There's a retailing concept called the long tail, popularized by Chris Anderson. He explains the concept in a nuthshell:

The theory of the Long Tail is that our culture and economy is increasingly shifting away from a focus on a relatively small number of "hits" (mainstream products and markets) at the head of the demand curve and toward a huge number of niches in the tail. As the costs of production and distribution fall, especially online, there is now less need to lump products and consumers into one-size-fits-all containers. In an era without the constraints of physical shelf space and other bottlenecks of distribution, narrowly-target goods and services can be as economically attractive as mainstream fare.
The DMN is a victim of the long tail. The cost of newsprint prohibits them from publishing stories or whole sections that don't appeal to a broad base of subscribers. Online ventures like Dallas Blog, on the other hand, don't operate under the same constraints. Because disk space and bandwidth are essentially free, online publishers can fill their Web site with an infinite number of stories that appeal to only a few readers each, growing their readership one small niche at a time.

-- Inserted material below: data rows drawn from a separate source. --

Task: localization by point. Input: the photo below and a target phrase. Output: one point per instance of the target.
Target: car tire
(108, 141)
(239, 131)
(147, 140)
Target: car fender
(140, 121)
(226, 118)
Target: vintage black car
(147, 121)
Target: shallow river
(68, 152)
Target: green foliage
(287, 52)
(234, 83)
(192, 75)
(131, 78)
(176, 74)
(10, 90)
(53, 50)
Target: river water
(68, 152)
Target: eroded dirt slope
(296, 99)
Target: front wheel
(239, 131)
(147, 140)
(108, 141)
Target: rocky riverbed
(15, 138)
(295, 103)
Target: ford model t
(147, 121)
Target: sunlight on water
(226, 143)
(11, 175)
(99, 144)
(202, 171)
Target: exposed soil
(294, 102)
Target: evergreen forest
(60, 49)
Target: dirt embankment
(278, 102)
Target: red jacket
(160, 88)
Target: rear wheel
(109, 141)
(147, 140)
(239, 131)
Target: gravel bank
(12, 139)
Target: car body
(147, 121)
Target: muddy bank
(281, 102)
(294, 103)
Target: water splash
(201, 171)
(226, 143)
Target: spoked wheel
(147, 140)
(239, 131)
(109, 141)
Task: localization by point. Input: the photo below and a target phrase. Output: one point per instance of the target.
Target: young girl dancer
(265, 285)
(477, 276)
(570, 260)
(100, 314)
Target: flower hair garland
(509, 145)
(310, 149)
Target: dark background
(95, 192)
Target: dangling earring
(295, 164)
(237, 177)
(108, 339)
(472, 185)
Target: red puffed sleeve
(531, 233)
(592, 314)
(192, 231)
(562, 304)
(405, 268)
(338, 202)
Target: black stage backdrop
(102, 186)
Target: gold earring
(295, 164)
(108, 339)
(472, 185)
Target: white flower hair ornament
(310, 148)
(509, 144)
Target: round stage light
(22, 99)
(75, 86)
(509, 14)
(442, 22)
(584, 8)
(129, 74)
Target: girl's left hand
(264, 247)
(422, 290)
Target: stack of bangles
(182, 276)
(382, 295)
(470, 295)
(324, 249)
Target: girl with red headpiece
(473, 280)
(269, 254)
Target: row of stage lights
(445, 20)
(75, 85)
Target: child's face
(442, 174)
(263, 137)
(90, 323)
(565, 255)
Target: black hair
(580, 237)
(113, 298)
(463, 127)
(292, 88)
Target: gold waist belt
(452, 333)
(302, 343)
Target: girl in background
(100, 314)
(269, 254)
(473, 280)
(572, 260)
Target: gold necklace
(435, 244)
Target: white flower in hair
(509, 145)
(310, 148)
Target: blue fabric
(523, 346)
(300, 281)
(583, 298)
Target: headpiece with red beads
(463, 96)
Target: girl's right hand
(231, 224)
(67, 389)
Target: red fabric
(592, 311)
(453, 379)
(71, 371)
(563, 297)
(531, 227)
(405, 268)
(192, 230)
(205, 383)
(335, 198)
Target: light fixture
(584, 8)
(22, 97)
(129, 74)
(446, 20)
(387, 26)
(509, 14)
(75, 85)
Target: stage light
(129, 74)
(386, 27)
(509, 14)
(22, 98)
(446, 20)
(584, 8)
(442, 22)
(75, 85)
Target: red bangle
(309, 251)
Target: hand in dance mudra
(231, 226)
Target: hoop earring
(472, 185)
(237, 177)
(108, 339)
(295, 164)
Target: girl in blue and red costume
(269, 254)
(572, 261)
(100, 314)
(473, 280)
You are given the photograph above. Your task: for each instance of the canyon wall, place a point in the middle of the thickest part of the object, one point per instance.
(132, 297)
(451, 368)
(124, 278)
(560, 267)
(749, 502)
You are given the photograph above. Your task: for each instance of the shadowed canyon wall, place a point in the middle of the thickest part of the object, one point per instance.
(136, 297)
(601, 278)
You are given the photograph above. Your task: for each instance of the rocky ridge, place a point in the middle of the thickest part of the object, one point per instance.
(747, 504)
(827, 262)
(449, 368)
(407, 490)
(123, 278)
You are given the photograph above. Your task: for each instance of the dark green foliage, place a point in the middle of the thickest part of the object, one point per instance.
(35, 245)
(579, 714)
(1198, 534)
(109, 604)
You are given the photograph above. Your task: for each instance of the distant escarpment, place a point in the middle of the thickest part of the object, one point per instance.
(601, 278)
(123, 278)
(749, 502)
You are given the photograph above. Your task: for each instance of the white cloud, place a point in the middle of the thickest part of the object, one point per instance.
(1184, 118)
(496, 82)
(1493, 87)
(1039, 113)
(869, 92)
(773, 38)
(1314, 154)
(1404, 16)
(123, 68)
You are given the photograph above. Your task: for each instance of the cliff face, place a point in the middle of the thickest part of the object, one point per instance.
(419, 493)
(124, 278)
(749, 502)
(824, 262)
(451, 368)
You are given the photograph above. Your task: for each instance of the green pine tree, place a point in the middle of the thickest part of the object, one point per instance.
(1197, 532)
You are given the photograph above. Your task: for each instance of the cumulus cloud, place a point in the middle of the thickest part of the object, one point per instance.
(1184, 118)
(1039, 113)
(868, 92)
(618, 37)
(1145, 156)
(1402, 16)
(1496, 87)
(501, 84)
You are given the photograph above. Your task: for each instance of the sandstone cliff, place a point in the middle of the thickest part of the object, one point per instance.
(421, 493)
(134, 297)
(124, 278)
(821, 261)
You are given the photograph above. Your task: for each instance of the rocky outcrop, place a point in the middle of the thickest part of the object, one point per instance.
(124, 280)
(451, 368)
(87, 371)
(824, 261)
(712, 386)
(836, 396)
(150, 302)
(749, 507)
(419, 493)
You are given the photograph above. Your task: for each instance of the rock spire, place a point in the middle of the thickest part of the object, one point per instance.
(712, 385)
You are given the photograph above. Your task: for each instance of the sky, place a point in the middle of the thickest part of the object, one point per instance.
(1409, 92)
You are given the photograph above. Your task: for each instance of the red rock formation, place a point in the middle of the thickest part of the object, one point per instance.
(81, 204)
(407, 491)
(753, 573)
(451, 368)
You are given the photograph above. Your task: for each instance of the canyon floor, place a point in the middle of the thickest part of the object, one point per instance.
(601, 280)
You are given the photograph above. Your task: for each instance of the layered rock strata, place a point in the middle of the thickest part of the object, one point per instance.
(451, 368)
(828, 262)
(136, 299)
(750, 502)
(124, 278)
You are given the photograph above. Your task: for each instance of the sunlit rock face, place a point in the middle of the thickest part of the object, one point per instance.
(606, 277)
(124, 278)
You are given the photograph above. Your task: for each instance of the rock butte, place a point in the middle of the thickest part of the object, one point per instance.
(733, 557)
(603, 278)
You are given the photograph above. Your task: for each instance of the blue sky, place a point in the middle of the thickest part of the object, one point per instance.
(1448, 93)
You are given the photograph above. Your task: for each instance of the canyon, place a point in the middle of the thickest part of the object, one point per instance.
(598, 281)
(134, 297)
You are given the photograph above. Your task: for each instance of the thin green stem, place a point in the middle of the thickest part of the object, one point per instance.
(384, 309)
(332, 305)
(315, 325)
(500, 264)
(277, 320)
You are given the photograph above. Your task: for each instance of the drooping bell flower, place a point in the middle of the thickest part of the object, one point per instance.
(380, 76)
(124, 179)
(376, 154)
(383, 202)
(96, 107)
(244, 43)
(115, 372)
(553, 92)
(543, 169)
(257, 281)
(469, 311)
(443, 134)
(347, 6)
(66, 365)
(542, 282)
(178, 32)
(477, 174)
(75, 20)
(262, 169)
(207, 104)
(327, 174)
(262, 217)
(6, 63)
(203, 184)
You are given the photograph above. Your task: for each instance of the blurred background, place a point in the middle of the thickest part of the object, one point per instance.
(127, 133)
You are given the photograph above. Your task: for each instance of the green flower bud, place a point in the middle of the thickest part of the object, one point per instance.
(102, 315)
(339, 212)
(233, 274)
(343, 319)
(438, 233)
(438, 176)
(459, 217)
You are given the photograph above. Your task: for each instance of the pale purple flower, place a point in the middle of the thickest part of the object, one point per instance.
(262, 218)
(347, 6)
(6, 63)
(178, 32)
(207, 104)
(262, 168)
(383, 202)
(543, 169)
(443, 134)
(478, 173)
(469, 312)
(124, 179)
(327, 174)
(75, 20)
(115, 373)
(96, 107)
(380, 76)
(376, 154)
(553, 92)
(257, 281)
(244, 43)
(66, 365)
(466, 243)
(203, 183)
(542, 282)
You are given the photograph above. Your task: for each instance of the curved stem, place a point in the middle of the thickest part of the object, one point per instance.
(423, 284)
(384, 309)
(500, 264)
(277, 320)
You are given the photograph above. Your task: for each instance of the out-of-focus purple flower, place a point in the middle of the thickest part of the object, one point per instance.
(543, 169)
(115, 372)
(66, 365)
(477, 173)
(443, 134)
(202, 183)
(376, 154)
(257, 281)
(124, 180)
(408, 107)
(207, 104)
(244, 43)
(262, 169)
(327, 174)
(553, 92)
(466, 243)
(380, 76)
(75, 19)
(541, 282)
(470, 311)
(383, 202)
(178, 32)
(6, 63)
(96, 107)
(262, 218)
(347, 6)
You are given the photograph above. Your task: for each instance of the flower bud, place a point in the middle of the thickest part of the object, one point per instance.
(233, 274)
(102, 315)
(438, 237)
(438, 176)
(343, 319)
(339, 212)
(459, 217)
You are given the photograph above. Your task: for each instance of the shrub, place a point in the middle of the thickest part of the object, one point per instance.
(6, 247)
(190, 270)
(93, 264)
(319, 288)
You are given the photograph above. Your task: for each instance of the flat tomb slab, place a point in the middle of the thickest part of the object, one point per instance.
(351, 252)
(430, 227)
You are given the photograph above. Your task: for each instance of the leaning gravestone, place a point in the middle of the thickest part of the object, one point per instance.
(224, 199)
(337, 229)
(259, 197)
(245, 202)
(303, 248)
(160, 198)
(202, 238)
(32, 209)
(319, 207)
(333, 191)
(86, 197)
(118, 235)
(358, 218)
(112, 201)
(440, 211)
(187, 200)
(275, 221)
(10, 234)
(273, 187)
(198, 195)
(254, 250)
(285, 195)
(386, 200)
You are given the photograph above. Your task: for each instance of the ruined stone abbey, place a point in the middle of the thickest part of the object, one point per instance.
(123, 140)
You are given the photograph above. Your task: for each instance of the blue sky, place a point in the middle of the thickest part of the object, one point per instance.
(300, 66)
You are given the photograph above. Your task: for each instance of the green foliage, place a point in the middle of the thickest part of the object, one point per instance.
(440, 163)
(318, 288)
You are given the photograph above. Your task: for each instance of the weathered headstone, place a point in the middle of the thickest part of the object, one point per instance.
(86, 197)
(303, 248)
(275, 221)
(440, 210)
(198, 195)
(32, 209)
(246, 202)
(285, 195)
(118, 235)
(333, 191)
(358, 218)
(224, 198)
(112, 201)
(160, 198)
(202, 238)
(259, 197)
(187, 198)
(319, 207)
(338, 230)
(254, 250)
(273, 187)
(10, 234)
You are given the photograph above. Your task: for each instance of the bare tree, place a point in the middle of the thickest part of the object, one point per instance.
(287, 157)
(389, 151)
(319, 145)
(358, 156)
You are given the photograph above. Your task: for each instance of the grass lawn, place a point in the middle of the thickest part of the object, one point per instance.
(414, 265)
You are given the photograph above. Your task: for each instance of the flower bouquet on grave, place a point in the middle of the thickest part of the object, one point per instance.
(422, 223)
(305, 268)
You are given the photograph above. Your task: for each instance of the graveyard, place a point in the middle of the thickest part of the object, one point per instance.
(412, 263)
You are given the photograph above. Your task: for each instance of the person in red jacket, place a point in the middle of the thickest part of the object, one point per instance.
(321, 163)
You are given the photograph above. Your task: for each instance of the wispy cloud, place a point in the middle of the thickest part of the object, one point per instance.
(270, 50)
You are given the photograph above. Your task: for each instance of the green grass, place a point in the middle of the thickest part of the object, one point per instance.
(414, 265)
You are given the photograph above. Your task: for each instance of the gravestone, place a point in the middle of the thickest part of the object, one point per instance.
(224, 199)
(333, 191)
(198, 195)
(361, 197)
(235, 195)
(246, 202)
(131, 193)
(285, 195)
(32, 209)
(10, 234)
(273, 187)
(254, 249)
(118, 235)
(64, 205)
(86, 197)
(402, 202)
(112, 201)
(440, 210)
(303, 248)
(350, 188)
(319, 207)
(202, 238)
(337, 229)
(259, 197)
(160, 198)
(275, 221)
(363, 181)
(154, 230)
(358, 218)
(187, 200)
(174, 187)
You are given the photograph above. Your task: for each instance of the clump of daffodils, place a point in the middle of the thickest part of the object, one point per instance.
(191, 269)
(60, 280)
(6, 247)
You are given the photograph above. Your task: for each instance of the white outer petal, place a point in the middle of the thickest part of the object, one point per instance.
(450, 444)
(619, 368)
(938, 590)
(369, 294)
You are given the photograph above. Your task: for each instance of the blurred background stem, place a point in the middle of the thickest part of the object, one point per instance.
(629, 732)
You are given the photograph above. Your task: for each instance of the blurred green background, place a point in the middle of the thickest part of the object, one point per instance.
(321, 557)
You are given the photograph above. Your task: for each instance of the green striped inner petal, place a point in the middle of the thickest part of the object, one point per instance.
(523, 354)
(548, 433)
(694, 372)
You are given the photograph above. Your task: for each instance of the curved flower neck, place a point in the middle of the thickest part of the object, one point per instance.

Of course, the DMN can do the same. Their strategy seems to be to conserve cash to survive long enough to build readership of their growing online presence. The proliferation of DMN blogs is evidence of this strategy. But it's hard to teach an old dog new tricks. Whether the DMN pulls off this reinvention of itself is far from a sure thing. In its favor is the fact that many of the writers for the upstart Web-based competition like Dallas Blog are "old dogs" from the DMN itself. So, maybe the DMN's chances are not such a long shot after all.